H.I.I.T.: High Intensity Interval Training.

The survey also found that some previous trends continued to be, well, trendy, while others fell out of the top twenty:

The 2014 ACSM Worldwide Survey of Fitness Trends continues to support some previous trends and also reinforced the deletion of four trends that had appeared to be strong for several years, but now have dropped off the list. Zumba, which first appeared in the top 10 (no. 9) in 2012, fell to no. 13 in 2013 and dropped off the list of top 20 this year (no. 28 in 2014). Pilates, Spinning, Stability Ball, and Balance Training again failed to appear on the list of top 20 trends in the health and fitness industry.
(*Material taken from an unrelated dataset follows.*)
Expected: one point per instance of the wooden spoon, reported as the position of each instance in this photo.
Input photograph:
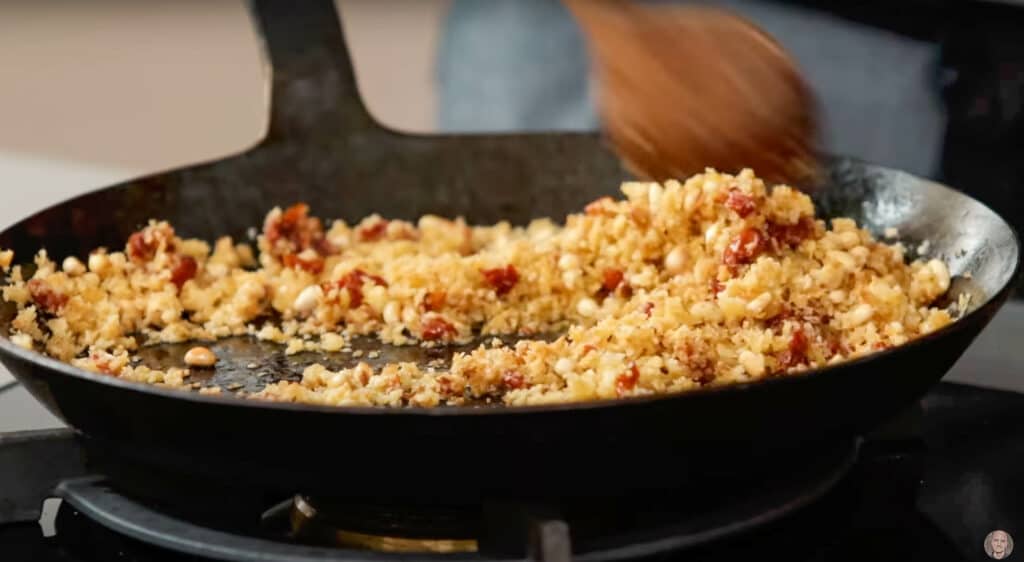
(683, 88)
HIIT, which involves short bursts of activity followed by a short period of rest or recovery, jumps to the top of this year’s list. These exercise programs are usually performed in less than 30 minutes.

Putting the Interval in HIIT can be challenging for some. In fact, the idea of going ALL OUT for a short period of time, followed by required recovery for a briefer period of time, can be difficult at best for some, and impossible for others.

You can do an HIIT workout in your living room, in the park, or in your up-river prison cell if that’s the kind of space you’re sporting.

One awesome type of HIIT workout is called TABADA.

TABADA means “20 seconds on, 10 seconds off, 8 rounds each item”. Thus, each activity (pushups, sit-ups, etc.) last for 4 minutes. Do 10 items, plus a good warm-up and cool down, and, BAM, there’s an hour’s workout. You can MODIFY by doing fewer rounds or fewer items.

Here’s a great TABADA workout that requires no weights and will have you kickin’ your butt:

1. Squat Jumps (Swing Arms for Bonus Fun!)

2. Tricep/Regular/Iron Cross Push-Ups

3. Prison-Style (Hands Behind Head) Forward Lunges

4. Froggers (aka Holy Hamstrings!)

5. Shoulder Taps (Hold a Steady Plank!)

6. Bicycle Crunches (Rocket Legs!)

7. Johnny C’s (Begin in Plank: Elbow, Elbow, Plank, Plank)

8. Burpees (a Full-Body Workout!)

9. Squat Pulses (Feel the BURRRRRNNNN)

10. Backward Lunges (Knock ‘Em Out!)

Just you, a mat/towel, some water, a stopwatch, and a KICK-ASS belief that the FUTURE YOU is ready to move forward from the OLD YOU!